Future looks bright
Students’ cities of tomorrow tackle energy issues, natural disasters
If someday, centuries from now, cities run on a never-ending supply of clean energy and deploy cutting-edge defenses against natural disasters, their citizens might thank the middle-schoolers who gathered at the Eastland Career Center in Groveport on Saturday.
The contestants in the Future City Competition for the Ohio region brimmed full of ideas to power and protect the metropolises of tomorrow. Teams from 15 middle schools spent months researching technologies and designing cities, then they presented their plans, models and 1,500-word essays to a panel of judges Saturday.
In Meira Heima, an Icelandic city at the base of an active volcano in the 27th century, student engineers from Heritage Middle School in Westerville would use geothermal energy to power
not only most of the city’s everyday needs, but also a magnetic shield that could repel volcanic ash.
“It’s like the shields on ‘Star Trek’ or ‘Star Wars’,” explained Kaedance Cicchino, 14, an eighthgrader at Heritage. “It uses plasma with strong magnets.”
That’s not all. Meira Heima, “Greater Home” in Icelandic, is also connected to the rest of the world by a high-speed network of vacuum tubes, and the whole city, much like ocean-going cruise ships of today, uses giant gyroscopes to stabilize it against earthquakes.
It was a winning combination: The Heritage team took home the top prize in the competition and is now eligible to compete in the national finals in Washington, D.C., in February against teams from other states.
Students at Dublin Sells Middle School chose a more tropical location for their city, Spannande Leende, built on an island to withstand Caribbean hurricanes and to run entirely on wave, wind and solar power. The name is Swedish for “Exciting Smile,” explained Emily Carr, 12, a sixthgrader at Sells.
Sweden has pledged to have zero net emissions by 2045. “We want to be like Sweden,” Emily said.
Their city has aerodynamic, reinforced buildings and wind turbines that can be raised into the sky to generate power or retracted during storms. Composting and recycling take care of 88 percent of the city’s waste stream, said Anna Breen, 12, also a sixth-grader on the Sells team.

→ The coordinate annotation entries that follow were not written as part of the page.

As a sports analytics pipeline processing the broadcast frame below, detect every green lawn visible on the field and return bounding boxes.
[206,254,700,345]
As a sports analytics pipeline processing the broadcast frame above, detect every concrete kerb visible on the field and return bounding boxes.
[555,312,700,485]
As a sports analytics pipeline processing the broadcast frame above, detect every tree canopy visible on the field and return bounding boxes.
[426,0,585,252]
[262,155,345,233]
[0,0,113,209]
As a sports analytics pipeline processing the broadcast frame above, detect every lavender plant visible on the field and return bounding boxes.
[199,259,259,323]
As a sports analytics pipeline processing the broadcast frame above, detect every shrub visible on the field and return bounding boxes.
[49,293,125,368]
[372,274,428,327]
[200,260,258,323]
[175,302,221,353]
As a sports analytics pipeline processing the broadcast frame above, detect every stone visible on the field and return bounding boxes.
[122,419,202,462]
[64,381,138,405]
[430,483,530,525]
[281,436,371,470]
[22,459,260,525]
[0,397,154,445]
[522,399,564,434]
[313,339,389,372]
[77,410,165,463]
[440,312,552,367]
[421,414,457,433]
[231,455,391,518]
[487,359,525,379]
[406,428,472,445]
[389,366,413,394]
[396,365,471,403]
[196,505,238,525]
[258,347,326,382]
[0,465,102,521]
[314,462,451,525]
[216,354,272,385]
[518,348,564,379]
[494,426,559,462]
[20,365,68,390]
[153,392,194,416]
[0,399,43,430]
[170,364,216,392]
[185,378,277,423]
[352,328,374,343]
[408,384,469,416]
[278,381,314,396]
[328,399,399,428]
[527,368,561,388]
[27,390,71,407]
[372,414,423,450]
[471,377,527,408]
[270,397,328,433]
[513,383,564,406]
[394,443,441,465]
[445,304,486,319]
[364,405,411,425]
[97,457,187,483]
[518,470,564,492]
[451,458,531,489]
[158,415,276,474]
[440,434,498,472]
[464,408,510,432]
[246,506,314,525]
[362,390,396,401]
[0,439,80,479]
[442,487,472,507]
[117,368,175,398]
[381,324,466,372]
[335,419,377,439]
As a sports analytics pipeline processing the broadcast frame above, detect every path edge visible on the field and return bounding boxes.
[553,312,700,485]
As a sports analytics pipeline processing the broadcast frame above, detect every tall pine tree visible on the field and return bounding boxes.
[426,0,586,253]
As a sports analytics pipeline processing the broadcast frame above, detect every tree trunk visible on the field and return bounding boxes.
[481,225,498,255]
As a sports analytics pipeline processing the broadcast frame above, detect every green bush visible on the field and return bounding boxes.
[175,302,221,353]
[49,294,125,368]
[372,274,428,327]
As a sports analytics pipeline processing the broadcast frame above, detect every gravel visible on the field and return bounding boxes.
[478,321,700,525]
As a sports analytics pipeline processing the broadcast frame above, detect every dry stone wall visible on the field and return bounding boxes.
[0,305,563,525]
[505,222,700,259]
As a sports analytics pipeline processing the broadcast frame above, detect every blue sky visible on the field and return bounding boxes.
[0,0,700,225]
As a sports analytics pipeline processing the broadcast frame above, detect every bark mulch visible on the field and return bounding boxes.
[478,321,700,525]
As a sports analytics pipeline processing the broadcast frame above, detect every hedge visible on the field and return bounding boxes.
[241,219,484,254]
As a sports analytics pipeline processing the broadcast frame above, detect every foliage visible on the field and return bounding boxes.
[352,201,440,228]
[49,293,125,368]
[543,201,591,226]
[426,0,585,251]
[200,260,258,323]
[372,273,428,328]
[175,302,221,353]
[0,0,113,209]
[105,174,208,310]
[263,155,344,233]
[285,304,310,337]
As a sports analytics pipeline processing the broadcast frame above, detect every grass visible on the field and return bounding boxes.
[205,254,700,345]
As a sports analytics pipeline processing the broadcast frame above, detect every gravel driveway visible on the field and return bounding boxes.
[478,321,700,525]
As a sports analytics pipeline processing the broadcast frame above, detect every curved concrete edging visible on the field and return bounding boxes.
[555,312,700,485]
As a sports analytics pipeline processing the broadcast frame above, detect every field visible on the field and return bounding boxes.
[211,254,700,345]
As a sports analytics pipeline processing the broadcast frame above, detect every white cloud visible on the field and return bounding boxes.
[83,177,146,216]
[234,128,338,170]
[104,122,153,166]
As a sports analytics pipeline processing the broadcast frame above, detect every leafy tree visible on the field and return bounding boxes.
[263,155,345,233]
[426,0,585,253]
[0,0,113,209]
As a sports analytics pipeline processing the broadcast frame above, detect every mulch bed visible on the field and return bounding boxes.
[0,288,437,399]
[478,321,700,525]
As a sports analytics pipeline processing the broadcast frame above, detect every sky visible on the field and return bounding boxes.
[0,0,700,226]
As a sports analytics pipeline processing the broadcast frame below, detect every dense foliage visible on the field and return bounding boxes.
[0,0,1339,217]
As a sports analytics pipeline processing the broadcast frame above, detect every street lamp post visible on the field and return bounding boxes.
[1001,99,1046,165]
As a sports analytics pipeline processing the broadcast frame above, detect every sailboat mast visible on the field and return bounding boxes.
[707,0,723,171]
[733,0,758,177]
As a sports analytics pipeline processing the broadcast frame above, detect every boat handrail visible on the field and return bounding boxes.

That number, 88 percent, didn’t happen by accident, said team mentor Mindy Carr, a civil and environmental engineer and Emily’s mom. In a grade school Girl Scouts project, some of the team members helped set up composting for the Bailey Elementary cafeteria. They saw a 66 percent reduction in waste and then found that with additional recycling, they could divert 88 percent of the waste from the landfill.
“They’ve actually seen it,” Mindy Carr said.
The team from Upper Arlington’s Jones Middle School designed for a postapocalypse world in which global temperatures have skyrocketed. In their city, Cupola de la Vida, life goes on under a dome of ethylene tetrafluoroethylene “pillows” that shades residents from the hot sun while transparent photo-voltaic cells on the outside of the dome provide power.
The city’s name means “Dome of Life” in Spanish, said Annie Hu, 14, an eighth-grader on the Jones team. A central tower, “like a tree trunk,” supports the dome in a design that is meant to mimic the way a tree grows. Inside the dome, people can soar in pedal-powered ornithopters that use a Leonardo da Vinci design to fly like birds but are built with the latest lightweight materials.